Let’s say you have a balanced tree with 32 - 1 elements.
This tree has 4 levels, if you want to add a new level, will practically double its size (64 - 1 elements) but its search time grows at a very low ratio compared to that (logarithmic ratio)because now at worst instead of using 4 steps to find the result we will have to do 5 steps.
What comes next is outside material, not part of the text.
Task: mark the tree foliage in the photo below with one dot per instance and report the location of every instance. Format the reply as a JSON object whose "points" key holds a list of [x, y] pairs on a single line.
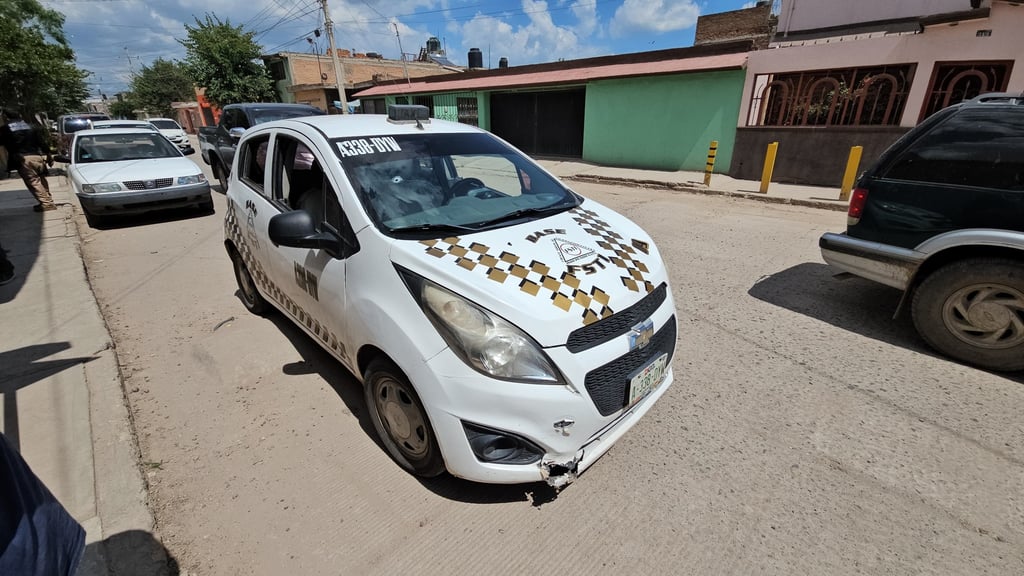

Compared to the other reasons of complexity is a very good result (this question/answer is a good reference), here you may have an idea of the complexity of the most popular algorithms.
Now to the point of the question log(n)/log(i) is a solution with respect to recurrence.
f(n) = f(n/i) + c
It happens every time a function can be written recursively where the parameter size is divided by a constant in each iteration, as in:
funcao(entrada, n){
//faça algo aqui
retorne funcao(entrada, n/constante);
}
So then we say that complexity θ(log(n)).
Examples:
- When you search in a balanced tree: start at the root if the value of
nfor Gual return node (constant), otherwise if it is smaller go to the left side of the tree (size/2), if it is larger go to the right side (size/2). - Exponentiation:
a^n: if n = 1 then returna, otherwisea^(n/2)(elevateaat halfn) = b (sizen/2), multiplybforband go back to the beginning.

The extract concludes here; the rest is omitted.